Architecture Clarification: Where Does the DIMOS Agent Live?¶
Purpose¶
Preserve historical context while signaling that this page requires verification against the current workflow.
Prerequisites¶
- Review the legacy notes below to understand original assumptions and instructions.
- Cross-check commands and links with the latest tooling before execution.
Steps¶
- Read through the legacy notes captured under Legacy Notes and flag outdated guidance.
- Update or replace the content with validated procedures as time permits.
- Record verification outcomes in the validation checklist and mark follow-up tasks in the backlog.
Legacy Notes¶
TL;DR: The DIMOS agent is a separate Python object that the ROS node wraps around. Think of the ROS node as a thin API gateway.

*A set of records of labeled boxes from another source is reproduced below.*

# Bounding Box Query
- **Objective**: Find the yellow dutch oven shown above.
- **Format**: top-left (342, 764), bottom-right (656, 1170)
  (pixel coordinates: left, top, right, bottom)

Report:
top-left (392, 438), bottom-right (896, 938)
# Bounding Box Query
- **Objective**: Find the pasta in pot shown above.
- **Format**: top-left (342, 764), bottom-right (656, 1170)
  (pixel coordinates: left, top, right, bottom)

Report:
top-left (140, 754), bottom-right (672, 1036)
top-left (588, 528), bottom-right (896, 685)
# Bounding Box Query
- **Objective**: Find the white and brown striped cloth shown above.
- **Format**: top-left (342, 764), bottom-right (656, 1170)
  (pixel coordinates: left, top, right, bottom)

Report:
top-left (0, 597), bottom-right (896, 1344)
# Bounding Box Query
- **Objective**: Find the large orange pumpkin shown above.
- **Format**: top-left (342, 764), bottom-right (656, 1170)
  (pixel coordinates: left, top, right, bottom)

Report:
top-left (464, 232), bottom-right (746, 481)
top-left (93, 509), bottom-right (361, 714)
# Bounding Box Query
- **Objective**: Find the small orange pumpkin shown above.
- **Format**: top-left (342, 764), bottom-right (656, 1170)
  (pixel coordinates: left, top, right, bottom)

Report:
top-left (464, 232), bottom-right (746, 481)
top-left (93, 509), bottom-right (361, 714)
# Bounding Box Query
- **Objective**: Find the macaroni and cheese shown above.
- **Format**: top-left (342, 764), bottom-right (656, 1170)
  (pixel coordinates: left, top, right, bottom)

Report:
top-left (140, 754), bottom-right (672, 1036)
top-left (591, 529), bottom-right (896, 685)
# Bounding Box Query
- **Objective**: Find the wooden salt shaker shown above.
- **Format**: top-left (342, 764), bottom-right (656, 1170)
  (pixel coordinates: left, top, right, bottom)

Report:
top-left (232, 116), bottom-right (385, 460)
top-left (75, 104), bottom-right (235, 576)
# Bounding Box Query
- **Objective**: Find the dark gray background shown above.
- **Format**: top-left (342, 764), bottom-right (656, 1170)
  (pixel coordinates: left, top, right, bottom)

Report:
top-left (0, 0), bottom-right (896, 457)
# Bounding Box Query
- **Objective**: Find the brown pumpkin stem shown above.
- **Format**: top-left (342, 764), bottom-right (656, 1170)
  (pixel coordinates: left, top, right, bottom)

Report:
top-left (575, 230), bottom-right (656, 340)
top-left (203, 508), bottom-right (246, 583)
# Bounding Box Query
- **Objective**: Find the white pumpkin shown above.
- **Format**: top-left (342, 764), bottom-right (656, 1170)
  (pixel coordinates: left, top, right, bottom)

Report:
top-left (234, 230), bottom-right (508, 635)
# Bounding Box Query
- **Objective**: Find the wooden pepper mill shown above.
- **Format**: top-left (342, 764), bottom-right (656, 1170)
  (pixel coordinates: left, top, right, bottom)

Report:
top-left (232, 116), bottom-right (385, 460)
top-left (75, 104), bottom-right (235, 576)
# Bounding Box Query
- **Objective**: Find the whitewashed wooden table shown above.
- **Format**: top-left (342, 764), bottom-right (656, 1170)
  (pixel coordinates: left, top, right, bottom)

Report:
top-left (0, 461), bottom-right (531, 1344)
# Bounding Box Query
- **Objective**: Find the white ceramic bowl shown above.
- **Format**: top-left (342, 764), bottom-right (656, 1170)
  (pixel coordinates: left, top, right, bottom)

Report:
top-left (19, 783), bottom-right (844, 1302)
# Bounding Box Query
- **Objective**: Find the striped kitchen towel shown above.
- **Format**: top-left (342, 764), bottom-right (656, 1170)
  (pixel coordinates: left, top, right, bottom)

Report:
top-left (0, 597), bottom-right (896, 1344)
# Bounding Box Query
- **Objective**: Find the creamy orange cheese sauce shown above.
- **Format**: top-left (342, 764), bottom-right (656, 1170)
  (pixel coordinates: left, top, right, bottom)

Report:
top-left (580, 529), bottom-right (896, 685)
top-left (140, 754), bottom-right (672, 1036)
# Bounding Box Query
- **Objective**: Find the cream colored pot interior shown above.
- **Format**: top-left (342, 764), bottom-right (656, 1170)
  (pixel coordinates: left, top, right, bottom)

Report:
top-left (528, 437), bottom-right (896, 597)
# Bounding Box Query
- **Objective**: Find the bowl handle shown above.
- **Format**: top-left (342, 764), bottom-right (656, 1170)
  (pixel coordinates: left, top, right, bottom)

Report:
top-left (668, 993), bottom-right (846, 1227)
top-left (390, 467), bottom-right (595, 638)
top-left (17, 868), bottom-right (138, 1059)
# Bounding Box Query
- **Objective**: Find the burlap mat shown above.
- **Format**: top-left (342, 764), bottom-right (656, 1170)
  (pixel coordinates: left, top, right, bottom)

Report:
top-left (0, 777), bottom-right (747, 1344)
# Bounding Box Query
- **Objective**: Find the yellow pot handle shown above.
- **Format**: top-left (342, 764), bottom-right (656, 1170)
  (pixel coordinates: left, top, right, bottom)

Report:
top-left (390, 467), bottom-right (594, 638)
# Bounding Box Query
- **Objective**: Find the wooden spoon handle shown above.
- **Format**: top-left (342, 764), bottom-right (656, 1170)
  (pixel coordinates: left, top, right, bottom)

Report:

Current Architecture (Layer by Layer)¶
Layer Diagram¶
┌─────────────────────────────────────────────────────────────────┐
│ Layer 1: ROS2 Node │
│ (MissionAgentNode - Our thin wrapper) │
│ │
│ Responsibilities: │
│ - ROS2 lifecycle (start/stop) │
│ - Topic subscription (/mission_command) │
│ - Topic publishing (/mission_status) │
│ - Parameter management (agent_backend, mock_robot, etc.) │
│ - Convert ROS messages → Python strings │
│ - Convert Python results → ROS messages │
│ │
│ Does NOT: │
│ - Process natural language │
│ - Execute skills │
│ - Control robot │
│ - Store memory/context │
└────────────────┬────────────────────────────────────────────────┘
│ Python function calls
│ (not ROS messages)
┌────────────────▼────────────────────────────────────────────────┐
│ Layer 2: DIMOS Agent │
│ (OpenAIAgent or PlanningAgent - Pure Python objects) │
│ │
│ Responsibilities: │
│ - Natural language understanding (via LLM) │
│ - Mission planning and decomposition │
│ - Skill selection and sequencing │
│ - Semantic memory (ChromaDB) │
│ - Tool/function calling │
│ - Context management │
│ │
│ Does NOT: │
│ - Know about ROS2 at all │
│ - Subscribe to topics │
│ - Publish messages │
└────────────────┬────────────────────────────────────────────────┘
│ Python function calls
│
┌────────────────▼────────────────────────────────────────────────┐
│ Layer 3: DIMOS Skills │
│ (UnitreeSkills - Pure Python objects) │
│ │
│ Responsibilities: │
│ - Skill registry (40+ behaviors) │
│ - Skill execution │
│ - Safety validation │
│ - Result reporting │
│ │
│ Does NOT: │
│ - Know about ROS2 │
│ - Know about LLMs │
└────────────────┬────────────────────────────────────────────────┘
│ Python function calls
│
┌────────────────▼────────────────────────────────────────────────┐
│ Layer 4: Robot Interface │
│ (UnitreeGo2 + UnitreeROSControl) │
│ │
│ Responsibilities: │
│ - Hardware abstraction │
│ - ROS2 topics for robot (DIMOS manages these) │
│ - Mock/real robot switching │
│ - Low-level control │
└─────────────────────────────────────────────────────────────────┘
Key Insight: The ROS Node is Just a Wrapper¶
What Our ROS Node Does¶
class MissionAgentNode(Node): # <-- ROS2 Node (our code)
def __init__(self):
# 1. ROS2 setup
super().__init__("shadowhound_mission_agent")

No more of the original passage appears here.